The Rangers lost an absolute heartbreaker to the Angels last night 11-10 in eleven innings. Texas had staged a pretty decent comeback after being down 10-4 in the fourth inning, thanks to tater tots by Marlon Byrd and Max Ramirez and some stellar shutout bullpennery by Eddie Guardado, C.J. Wilson, and Frank Francisco. Texas skipper (and Josh Hamilton favorite) Ron Washington was ejected in the seventh for arguing that Chris Davis' RBI double should have been a home run, and bench coach Art Howe took over.
Reliever Jamey Wright allowed the go-ahead run to the Angels in the top of the 11th, but the Rangers had a chance to score in the home half. Brandon Boggs led off with a walk and catcher Max Ramirez attempted a sac bunt. Angels reliever Francisco Rodriguez fumbled the ball, though, and Texas was set up with runners on first and second with no outs and HOTTEST HITTER IN THE LEAGUE Ian Kinsler coming up.

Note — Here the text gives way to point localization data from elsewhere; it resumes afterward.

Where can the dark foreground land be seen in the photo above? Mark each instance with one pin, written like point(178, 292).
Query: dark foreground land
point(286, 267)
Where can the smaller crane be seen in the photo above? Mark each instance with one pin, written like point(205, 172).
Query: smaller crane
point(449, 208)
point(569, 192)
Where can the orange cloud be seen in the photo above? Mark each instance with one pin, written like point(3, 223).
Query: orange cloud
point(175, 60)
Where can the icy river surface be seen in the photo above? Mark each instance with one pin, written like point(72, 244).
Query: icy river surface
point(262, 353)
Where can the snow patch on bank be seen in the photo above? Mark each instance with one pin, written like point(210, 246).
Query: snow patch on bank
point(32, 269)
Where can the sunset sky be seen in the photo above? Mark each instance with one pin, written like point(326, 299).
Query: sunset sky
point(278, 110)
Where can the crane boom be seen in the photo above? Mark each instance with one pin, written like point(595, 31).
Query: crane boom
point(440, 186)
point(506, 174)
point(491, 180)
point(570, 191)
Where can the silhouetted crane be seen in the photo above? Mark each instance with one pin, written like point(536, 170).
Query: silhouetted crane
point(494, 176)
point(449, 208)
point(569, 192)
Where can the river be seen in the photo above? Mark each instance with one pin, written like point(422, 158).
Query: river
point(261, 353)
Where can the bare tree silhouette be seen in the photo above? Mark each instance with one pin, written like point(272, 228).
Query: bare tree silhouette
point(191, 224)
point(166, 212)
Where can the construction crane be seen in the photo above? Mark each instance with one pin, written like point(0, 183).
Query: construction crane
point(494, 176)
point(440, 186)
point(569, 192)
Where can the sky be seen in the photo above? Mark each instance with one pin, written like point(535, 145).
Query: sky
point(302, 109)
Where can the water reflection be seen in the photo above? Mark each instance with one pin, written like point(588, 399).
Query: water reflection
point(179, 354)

So what does Grandpa Art Howe do? He has Kinsler attempt a bunt, which of course is popped up to the pitcher for the first out. Ramon Vazquez struck out and Michael Young grounded out to end the game. I think it's ridiculous to play for the tie down one run at home with the hottest hitter in baseball at the dish, but Walkoff Walk friend Evan Grant sees it both ways:
If Kinsler swings away, there is a better-than-zero chance of a double-play grounder and also the chance that while he gets the tying run to third base, maybe the winning run doesn't get into scoring position. And the Rangers were trying to win the game in the 11th. They really didn't have enough pitching to go much further.
Good point, but how do you weigh the chances of a GIDP against the chances that Kinsler will be unable to bunt against a 99 MPH throwing K-Rod?